April 19, 2011 By Melissa Silverman

Who’s In the News

The freedom funder (Hilary Leila Krieger, the Jerusalem Post)

Granger, an eight-term Republican who took over the US House appropriations foreign operations subcommittee this session, is now the one holding the purse strings determining everything from the State Department’s budget to how much aid Israel and its neighbors will receive. That’s always an important role, but with major shake-ups on both the home front and international scene, it’s even more pivotal.

U.S. State Department, Foreign Aid Take Hit In Budget Deal (George Ingram, NPR interview)

We’ve been talking about 12 percent of the budget, the discretionary part of the budget. And in that part of the budget, when you look where most of the domestic spending occurs, a lot of the policymakers take a look at the education, highways and they say, we can’t cut those. And they look at foreign assistance and that’s something overseas. And they don’t fully understand the extent to which that’s in the national interest.

Smart Power

Diplomacy and foreign aid survive the budget deal, but only just (Gordon Adams, the Will and the Wallet)
The fiscal environment for FY 2012 is not promising for American civilian statecraft.  The House budget resolution passed last week would cut foreign policy funding (the International Affairs Budget function) 35% or $13.1 billion from the CR level provided for FY 2011.  While this level may grow in a Senate resolution, it is going to be increasingly difficult to “power up” the civilian diplomacy and foreign assistance agencies in the emerging budget environment.

Politics/Foreign Policy

Myth that Pakistan gets billions in US aid-fin min (Reuters)

Pakistan’s finance minister on Monday dismissed as “a myth” in the United States that his country is a major recipient of tens of billions of dollars in U.S. aid. Finance Minister Hafiz Shaikh told an audience in Washington that the United States had not delivered what it promised under the Kerry-Lugar-Berman Law aid package, which is meant to provide $7.5 billion in civilian aid over five years. The law authorized $1.5 billion a year.

Not-So-Smart Power (Ken Adelman, FP)

Joseph Nye is as gifted at branding as he is at thinking, teaching, and serving the public. He turned “soft power” (essential to “smart power”) into a golden brand. In Washington, you know something has reached gold when the secretary of state wraps a “strategy” around it, as when Hillary Clinton, days before taking office, announced a “smart power” strategy with regard to the Middle East at her confirmation hearing on Jan. 13, 2009. Even higher is when a full-blown bipartisan commission is formed, as in the “Smart Power Commission” that Nye co-chaired back in 2007.

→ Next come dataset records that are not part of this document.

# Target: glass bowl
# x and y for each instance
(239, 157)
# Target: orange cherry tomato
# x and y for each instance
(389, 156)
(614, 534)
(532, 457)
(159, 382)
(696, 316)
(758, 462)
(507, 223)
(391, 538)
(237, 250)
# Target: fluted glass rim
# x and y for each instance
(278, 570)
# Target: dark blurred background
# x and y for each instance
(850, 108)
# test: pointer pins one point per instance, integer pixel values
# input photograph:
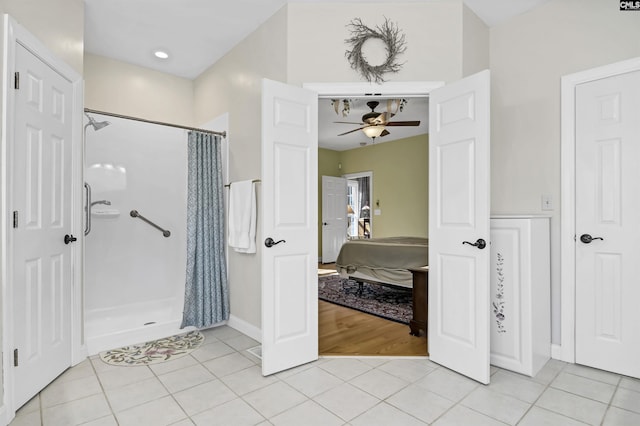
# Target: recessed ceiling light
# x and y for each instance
(161, 54)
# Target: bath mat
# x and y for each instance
(165, 349)
(386, 302)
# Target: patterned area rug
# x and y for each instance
(386, 302)
(166, 349)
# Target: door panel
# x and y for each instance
(459, 293)
(41, 194)
(334, 216)
(607, 205)
(290, 190)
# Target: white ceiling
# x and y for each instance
(197, 33)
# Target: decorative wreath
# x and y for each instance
(392, 37)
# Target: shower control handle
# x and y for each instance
(269, 242)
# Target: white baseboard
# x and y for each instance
(245, 328)
(5, 418)
(556, 351)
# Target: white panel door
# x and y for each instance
(290, 219)
(41, 175)
(459, 292)
(334, 216)
(607, 231)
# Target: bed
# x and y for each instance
(395, 261)
(385, 260)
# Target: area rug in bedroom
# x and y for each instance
(165, 349)
(385, 302)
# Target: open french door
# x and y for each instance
(459, 202)
(290, 219)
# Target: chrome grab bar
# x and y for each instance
(134, 213)
(87, 210)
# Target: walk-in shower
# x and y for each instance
(134, 274)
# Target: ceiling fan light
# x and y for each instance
(373, 131)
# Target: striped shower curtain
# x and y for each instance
(206, 299)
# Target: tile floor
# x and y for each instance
(220, 384)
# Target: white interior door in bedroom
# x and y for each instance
(459, 183)
(290, 219)
(334, 216)
(607, 233)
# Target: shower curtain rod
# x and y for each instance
(161, 123)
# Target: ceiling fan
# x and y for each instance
(374, 123)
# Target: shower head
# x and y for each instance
(97, 125)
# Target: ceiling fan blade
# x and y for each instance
(384, 117)
(351, 131)
(403, 123)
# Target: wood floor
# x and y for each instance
(344, 331)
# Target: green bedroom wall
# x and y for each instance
(400, 183)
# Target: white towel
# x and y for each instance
(242, 216)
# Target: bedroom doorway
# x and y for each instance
(345, 331)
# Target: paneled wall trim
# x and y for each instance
(520, 293)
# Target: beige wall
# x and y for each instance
(317, 32)
(233, 85)
(122, 88)
(529, 55)
(305, 43)
(475, 43)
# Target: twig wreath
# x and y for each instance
(390, 35)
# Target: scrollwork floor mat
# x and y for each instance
(165, 349)
(386, 302)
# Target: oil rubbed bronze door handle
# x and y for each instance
(269, 242)
(480, 243)
(586, 238)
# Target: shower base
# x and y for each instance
(121, 326)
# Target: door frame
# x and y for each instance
(15, 33)
(568, 196)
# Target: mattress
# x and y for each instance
(386, 260)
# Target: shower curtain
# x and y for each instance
(206, 299)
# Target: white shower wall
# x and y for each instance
(134, 276)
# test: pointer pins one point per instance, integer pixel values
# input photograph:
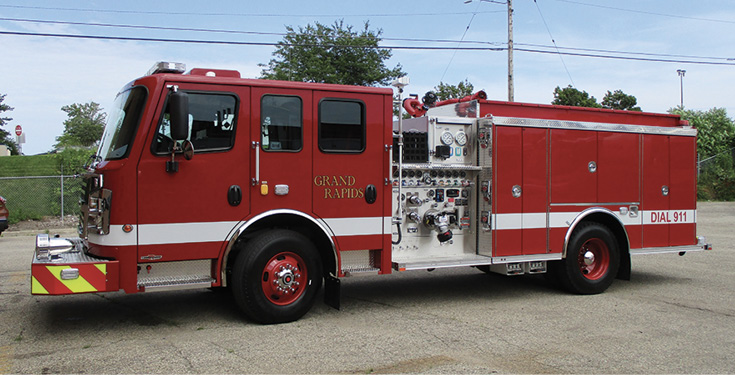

Panama trade deal gets green light (Erik Wasson, the Hill)

United States Trade Representative Ron Kirk has given the Panama trade agreement a green light, paving the way for a congressional vote on the long-stalled deal within months. Kirk notified Congress on Monday that Panama has cleared all the hurdles needed for passage of the U.S.-Panama trade agreement. He said technical discussions on implementing the legislation can now begin with Congress.